Commerce was at the heart of the formation of various European “East India companies” that approached India in the 16th and 17th centuries.
The exposition of these ideas was at the heart of the School of Modern History and Philosophy’s latest lecture, which was conducted at the Friedrich-Ebert-Stiftung office on Saturday.
Renowned intellectual and writer Ashfaq Saleem Mirza, who delivers the fortnightly lectures, said the foundation of the East India companies were an expression of the “great national desire for commerce.”
Mirza explained the tussle between European powers over sea routes to the outside world. He said the British eventually prevailed over other regional colonial powers because of their naval supremacy.

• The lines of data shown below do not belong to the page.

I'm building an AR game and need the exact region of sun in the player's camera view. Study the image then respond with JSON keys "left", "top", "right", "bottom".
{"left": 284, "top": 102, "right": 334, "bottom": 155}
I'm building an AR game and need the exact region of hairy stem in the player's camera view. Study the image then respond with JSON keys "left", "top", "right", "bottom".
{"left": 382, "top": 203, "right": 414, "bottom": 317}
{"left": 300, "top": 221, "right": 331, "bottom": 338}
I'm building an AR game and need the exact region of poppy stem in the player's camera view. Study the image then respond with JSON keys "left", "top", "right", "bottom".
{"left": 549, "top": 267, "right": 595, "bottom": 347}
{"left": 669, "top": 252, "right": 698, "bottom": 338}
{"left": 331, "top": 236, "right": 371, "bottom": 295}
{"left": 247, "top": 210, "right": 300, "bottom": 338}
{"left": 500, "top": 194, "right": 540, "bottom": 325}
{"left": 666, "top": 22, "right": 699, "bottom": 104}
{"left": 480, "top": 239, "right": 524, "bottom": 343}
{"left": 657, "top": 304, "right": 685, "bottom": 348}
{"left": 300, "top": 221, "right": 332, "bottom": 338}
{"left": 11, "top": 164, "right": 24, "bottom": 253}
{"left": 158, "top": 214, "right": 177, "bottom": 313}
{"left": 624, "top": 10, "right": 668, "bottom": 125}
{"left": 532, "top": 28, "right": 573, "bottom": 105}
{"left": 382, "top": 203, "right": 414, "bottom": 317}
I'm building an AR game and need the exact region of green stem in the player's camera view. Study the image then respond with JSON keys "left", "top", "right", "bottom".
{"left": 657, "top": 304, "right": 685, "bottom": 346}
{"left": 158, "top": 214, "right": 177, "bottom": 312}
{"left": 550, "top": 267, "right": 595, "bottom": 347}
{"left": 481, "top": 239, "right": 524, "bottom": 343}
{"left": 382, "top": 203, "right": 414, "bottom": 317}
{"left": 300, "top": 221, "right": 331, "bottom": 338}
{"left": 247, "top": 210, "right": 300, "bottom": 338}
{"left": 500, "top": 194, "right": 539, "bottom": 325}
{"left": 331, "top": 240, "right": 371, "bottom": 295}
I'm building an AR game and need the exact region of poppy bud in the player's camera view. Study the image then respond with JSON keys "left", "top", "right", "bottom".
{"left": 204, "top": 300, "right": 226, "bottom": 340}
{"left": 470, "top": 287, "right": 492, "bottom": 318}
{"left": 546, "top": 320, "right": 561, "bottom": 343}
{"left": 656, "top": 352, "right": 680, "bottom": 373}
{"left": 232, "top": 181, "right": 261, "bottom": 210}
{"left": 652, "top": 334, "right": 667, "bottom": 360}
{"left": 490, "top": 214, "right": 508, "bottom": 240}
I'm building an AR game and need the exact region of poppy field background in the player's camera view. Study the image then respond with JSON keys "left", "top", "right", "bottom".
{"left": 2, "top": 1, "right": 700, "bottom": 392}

He said by 1615, the British had already established around 20 posts of the British East India Company in India.
Participants who attended the lecture discussed the response of the Mughal kings, who ruled India at the time the Europeans first arrived in the subcontinent, who never really kept the European traders in check.
They said the British were allowed to amass military power inside India due to the lax response from them and that the lack of a Mughal navy aided British dominance.
Before launching into the account of the various East India companies, Mirza spent some time talking about 15th century Portuguese explorer Vasco da Gama — the first European to reach India by sea. Gama’s discovery of the sea route initiated the spice trade from India to Europe which was dominated by the Portuguese for a while but piqued the interest of other nations.
Mirza said most of the European nations were interested in India around the 16th and 17th centuries because of spices and other exotic imports, but these nations also had to contend with regional rivals for the same routes.
Mirza added that it is sometimes difficult to ascertain the veracity of historical accounts. He said every nation claims to have firsts, but these claims are often exaggerated.
Published in The Express Tribune, September 21st, 2013.